Building With The Fractal Design Arc Midi
Employing a similar layout as the Storm Enforcer, Fractal Design’s Arc Midi gives us two more hard drive bays, two fewer 5.25” drive bays, grommets on cable pass-through holes, slightly greater card length, and a flatter top panel for reduced peak height.
Removing the center drive cage extends maximum card length from 11.7” to 17.8”, but only in slots one through three. Since most motherboards place the graphics card in slot two, the extra space is usually useful for one dual-slot card.
The Arc Midi’s 5.25”-to-3.5” external drive adapter is factory-installed in the lower external bay, but its face plate is packaged separately. You'll also find a three-fan controller with adapter cable, two reusable cable ties, and a bag of screws and standoffs in the installation kit.
The Arc Midi’s cable kit is cluttered up a little by the presence of both HD Audio and AC'97 front-panel connectors.
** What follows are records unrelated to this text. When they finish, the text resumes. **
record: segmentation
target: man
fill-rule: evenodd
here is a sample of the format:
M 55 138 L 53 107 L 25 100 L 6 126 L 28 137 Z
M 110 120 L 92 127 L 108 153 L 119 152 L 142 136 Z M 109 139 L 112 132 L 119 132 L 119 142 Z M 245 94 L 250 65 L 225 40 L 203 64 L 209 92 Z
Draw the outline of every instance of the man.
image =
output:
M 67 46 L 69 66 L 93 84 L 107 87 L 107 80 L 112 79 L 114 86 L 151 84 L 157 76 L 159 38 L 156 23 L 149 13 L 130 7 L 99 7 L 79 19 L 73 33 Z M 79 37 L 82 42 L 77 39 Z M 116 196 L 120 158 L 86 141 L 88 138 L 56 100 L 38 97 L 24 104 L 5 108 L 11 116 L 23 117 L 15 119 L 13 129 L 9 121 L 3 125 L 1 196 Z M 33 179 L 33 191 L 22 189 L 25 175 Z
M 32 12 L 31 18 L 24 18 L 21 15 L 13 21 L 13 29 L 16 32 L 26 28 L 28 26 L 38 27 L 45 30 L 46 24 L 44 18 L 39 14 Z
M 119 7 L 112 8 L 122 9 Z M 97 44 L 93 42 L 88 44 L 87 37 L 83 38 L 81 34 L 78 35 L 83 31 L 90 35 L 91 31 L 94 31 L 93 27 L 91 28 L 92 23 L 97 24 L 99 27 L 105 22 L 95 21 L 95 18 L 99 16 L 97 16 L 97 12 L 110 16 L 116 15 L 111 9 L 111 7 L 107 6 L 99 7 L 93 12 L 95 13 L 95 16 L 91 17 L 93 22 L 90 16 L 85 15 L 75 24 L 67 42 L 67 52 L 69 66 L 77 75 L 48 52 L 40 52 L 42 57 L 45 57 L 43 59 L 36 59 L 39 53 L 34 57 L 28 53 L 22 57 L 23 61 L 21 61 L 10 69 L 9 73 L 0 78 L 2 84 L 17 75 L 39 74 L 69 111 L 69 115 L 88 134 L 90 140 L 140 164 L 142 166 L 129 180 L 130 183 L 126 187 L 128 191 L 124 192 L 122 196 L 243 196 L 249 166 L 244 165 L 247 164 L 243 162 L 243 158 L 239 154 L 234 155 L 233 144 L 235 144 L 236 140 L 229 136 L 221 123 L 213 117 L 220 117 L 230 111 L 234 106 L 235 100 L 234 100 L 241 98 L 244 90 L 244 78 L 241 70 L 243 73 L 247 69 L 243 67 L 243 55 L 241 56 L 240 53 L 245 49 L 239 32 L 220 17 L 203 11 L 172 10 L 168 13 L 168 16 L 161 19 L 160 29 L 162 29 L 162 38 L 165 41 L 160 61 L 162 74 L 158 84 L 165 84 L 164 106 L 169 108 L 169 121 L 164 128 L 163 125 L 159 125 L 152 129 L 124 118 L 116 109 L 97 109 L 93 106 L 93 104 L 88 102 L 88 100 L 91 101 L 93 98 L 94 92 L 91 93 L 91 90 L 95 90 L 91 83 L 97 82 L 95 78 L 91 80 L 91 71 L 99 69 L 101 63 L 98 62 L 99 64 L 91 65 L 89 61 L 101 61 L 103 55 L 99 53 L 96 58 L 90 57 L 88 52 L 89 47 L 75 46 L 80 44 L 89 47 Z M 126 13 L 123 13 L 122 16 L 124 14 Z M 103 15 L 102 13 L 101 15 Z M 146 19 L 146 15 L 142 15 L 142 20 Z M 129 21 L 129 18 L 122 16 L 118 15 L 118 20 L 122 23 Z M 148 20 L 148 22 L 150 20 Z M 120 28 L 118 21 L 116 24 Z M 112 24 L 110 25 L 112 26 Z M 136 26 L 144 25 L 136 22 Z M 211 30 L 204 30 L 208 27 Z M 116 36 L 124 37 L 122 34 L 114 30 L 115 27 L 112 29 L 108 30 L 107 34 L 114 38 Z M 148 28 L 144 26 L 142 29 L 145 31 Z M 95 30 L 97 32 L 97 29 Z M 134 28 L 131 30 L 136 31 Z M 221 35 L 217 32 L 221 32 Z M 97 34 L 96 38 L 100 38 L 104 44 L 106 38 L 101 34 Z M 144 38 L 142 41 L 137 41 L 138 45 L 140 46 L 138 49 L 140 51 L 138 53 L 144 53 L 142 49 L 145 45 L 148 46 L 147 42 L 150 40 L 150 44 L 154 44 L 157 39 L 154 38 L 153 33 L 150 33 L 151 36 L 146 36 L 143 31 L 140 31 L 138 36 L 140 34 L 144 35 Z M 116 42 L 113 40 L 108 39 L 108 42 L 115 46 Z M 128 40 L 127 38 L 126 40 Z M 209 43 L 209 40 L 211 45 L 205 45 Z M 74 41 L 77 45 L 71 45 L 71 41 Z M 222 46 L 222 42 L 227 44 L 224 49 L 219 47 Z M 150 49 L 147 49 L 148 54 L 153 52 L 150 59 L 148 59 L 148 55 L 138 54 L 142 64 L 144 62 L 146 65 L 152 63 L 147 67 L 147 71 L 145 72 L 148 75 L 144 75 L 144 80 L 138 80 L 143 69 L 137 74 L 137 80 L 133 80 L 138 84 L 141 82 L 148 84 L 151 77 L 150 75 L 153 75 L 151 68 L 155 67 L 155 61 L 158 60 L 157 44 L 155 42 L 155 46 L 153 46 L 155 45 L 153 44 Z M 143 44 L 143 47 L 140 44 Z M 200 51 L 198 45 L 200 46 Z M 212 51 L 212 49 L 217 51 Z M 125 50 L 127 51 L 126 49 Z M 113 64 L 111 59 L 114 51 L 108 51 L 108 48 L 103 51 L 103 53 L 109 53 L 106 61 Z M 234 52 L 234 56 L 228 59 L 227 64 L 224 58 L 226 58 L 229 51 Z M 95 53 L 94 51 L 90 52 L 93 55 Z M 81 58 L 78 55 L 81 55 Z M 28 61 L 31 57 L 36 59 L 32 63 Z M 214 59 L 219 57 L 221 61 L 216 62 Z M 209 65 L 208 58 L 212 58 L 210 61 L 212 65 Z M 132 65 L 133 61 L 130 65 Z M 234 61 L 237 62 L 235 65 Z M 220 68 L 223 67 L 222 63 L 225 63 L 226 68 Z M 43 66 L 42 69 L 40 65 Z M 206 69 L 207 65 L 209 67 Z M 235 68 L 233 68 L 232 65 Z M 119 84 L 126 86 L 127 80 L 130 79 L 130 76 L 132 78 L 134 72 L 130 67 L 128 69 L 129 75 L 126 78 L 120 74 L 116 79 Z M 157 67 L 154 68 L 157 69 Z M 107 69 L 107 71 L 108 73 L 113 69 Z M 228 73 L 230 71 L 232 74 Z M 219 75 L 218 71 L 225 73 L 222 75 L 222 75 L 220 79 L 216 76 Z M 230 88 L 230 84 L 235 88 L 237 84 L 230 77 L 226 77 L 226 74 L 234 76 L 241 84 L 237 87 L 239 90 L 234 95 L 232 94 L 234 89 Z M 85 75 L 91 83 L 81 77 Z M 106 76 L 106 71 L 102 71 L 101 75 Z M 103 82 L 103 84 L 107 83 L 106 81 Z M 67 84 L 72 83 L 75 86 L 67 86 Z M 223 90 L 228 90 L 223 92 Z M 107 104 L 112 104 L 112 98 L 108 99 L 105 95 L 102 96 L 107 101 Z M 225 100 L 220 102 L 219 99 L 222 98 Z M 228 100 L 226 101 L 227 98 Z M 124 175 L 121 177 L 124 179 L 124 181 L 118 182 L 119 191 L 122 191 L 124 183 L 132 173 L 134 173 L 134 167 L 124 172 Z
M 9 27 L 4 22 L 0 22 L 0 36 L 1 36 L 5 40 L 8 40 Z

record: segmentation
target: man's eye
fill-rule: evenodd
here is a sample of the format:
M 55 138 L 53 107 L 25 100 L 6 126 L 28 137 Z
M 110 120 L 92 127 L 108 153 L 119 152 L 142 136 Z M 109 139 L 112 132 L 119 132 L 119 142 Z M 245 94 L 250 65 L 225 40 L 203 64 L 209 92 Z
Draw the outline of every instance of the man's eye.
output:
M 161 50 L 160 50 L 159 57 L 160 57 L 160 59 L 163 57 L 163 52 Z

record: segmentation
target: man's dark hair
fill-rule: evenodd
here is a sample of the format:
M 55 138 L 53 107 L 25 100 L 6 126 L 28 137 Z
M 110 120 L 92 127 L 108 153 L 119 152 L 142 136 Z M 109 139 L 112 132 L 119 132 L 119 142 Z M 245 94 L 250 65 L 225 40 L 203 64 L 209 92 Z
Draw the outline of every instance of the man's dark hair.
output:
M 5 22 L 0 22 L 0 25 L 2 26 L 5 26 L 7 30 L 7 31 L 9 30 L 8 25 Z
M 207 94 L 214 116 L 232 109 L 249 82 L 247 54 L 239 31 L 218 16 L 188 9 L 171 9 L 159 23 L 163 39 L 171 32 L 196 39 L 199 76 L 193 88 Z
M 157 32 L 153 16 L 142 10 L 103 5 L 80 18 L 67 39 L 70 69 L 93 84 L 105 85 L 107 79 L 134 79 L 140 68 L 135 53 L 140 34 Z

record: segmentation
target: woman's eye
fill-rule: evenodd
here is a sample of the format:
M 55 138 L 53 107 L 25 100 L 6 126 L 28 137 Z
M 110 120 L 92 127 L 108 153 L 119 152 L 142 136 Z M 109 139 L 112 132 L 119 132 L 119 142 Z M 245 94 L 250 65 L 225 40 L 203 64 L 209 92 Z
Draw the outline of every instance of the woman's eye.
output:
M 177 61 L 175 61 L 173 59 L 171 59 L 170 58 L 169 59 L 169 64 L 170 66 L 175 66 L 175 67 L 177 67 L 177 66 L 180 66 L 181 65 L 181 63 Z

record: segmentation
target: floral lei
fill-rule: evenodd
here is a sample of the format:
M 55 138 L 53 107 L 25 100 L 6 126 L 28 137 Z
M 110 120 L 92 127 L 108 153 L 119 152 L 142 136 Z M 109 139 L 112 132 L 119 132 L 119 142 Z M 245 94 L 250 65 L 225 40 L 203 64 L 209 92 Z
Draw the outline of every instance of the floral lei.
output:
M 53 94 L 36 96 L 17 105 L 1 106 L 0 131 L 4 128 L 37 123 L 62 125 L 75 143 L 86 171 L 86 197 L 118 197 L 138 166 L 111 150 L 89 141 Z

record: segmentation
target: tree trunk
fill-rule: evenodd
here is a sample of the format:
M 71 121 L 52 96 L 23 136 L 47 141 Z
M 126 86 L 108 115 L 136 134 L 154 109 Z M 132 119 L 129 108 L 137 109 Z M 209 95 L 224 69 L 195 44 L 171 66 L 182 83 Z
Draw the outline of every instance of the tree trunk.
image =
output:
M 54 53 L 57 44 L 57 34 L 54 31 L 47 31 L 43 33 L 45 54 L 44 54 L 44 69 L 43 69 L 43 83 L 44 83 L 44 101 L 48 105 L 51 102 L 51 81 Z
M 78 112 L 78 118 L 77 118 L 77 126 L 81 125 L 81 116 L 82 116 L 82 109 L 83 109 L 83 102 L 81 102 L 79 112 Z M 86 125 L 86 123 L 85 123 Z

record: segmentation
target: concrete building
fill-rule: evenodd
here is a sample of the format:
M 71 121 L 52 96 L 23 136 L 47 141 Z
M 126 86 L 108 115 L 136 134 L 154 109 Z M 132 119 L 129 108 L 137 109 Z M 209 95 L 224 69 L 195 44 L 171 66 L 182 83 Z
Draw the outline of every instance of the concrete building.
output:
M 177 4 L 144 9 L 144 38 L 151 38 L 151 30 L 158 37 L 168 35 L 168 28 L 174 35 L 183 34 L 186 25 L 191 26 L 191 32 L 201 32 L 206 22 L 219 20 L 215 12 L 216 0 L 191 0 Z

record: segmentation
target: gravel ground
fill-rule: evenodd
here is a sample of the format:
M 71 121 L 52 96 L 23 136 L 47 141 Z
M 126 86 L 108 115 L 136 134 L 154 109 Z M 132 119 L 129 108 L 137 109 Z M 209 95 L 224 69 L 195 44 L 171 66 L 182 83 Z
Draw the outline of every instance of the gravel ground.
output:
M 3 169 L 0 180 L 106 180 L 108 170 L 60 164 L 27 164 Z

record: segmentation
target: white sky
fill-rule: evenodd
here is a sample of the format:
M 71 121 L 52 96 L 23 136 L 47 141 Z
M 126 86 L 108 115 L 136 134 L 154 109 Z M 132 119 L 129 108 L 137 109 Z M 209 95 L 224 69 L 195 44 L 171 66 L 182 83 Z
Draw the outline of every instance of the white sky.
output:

The latter has been out of use for several years.
While 3.5” drives use grommets to dampen vibration, 2.5” drives screw directly to the Arc Midi’s hard drive trays, since SSDs don’t vibrate.
Our slightly-oversized ATX motherboard covers the Arc Midi’s cable holes about half-way, forcing us to maneuver large cables around the front edge of the motherboard tray. A hole above the motherboard makes room for our ATX12V lead.
With no windows or lighted fans, the Arc Midi looks more like a workstation than most of its competitors. A side-panel fan mount is the only visual cue to its gaming intent. But then again, some folks like their gaming boxes looking clean.